WordPress requires an SQL like database. On RPI there is no MySQL database, but there is an equivalent fully compatible DB called MariaDB. After a fresh install there’s no password set up initially for the user root, so is very important to fix that. You should use the secure installation script that come along.
However, I wanted to fix that manually, so i typed:
DROP USER 'root'@'localhost'; CREATE USER 'root'@'localhost' IDENTIFIED BY 'password'; GRANT ALL PRIVILEGES ON *.* TO 'root'@'localhost';
Where basically I dropped the local user “root”, and created a new user root with a password. I also made sure that i granted all the privilege to it. You can Even add a “flush privilege” as ending command.
So after securing the root password in the DB, is a good practice to create a new user for each of your WordPress installation (Especially if you are hosting multiple site). The reason is easy. If one of the website gets compromised and you use the same db account for all the websites, then the attacked also compromised all the other Databases! However if each website has its own associated user with permission only on the specific database, then an attacker controlling that user cannot “see” or modify other tables in other databases.
Anyway, after login with the new root account, I created a new user and then a new table for the website and then I tried to give privilege on the new DB to the new account!:
CREATE USER 'wordpress'@'localhost' IDENTIFIED BY 'password'; CREATE DATABASE wordpress; GRANT ALL ON wordpress.* TO 'wordpress'@'localhost';
Anyway the last command was failing saying that i did not had permission to WordPress database! This was very strange because I had just created it and i could list table create new entries in it and so on.. So after some investigation i found out that the problem was that when i granted *.* privileges to user root, the “GRANT OPTION” was not set. This was a problem because I had already dropped the other user “root”. So in order to fix that I need to manually edit the mysql.user table in the DB. My user could not issue grants, but it still had full power on all the Databases. So firstly i made sure that the grant privilege flag was not set with:
SELECT host,user,password,Grant_priv,Super_priv FROM mysql.user;
and indeed was showing “N” to the grant_priv column. That had to be changed to “Y”.. for doing that i just typed:
UPDATE mysql.user SET Grant_priv='Y', Super_priv='Y' WHERE User='root'; FLUSH PRIVILEGES;
With after fixing that and logging off and on again, i was finally able to grant all the permission to the new created user for the WordPress database!

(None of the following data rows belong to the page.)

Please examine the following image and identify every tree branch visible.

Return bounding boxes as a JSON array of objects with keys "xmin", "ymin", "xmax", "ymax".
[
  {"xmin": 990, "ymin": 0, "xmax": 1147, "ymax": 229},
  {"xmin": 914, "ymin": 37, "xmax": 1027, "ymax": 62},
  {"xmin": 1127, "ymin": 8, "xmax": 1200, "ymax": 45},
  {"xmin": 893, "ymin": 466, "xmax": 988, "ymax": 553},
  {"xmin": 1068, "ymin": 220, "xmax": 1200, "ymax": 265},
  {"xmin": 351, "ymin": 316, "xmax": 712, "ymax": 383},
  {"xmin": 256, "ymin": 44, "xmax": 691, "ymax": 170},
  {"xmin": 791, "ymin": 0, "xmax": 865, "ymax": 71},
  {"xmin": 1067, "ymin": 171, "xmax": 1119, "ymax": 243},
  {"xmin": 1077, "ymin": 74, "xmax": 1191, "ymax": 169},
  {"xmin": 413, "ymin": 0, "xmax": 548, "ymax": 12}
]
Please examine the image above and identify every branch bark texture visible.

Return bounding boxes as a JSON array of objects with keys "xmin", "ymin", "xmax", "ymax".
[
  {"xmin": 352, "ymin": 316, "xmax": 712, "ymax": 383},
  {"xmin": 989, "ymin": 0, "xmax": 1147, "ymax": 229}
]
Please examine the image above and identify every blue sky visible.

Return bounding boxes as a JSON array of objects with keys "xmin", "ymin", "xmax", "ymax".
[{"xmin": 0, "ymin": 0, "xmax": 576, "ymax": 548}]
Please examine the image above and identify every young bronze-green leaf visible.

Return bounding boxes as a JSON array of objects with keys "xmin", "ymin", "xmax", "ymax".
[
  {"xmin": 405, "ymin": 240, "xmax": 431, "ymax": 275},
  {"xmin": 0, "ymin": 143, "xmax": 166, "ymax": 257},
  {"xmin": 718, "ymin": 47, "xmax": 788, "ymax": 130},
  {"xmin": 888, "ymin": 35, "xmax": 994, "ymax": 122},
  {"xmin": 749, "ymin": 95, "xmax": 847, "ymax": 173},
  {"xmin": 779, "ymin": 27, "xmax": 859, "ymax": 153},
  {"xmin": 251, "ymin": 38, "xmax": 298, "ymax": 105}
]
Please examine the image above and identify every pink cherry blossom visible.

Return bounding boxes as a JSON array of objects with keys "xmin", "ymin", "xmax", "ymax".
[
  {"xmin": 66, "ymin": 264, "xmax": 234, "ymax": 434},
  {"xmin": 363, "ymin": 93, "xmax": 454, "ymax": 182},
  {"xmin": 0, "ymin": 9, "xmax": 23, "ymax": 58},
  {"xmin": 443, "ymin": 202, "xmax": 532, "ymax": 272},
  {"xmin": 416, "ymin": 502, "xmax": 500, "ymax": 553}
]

GRANT ALL ON wordpress.* TO 'wordpress'@'localhost';
I hope that this small guide will help you to fix this annoying issue. Also I hope makes you understand why using the user root for your WordPress installation is a really bad idea. They can access MySQL.user table and basically control all the users privileges, passwords etc. They can create new root users, revoke permission, granting them-self more permissions and so on.. So just create a new user for each installation and give permission just to the specific DB.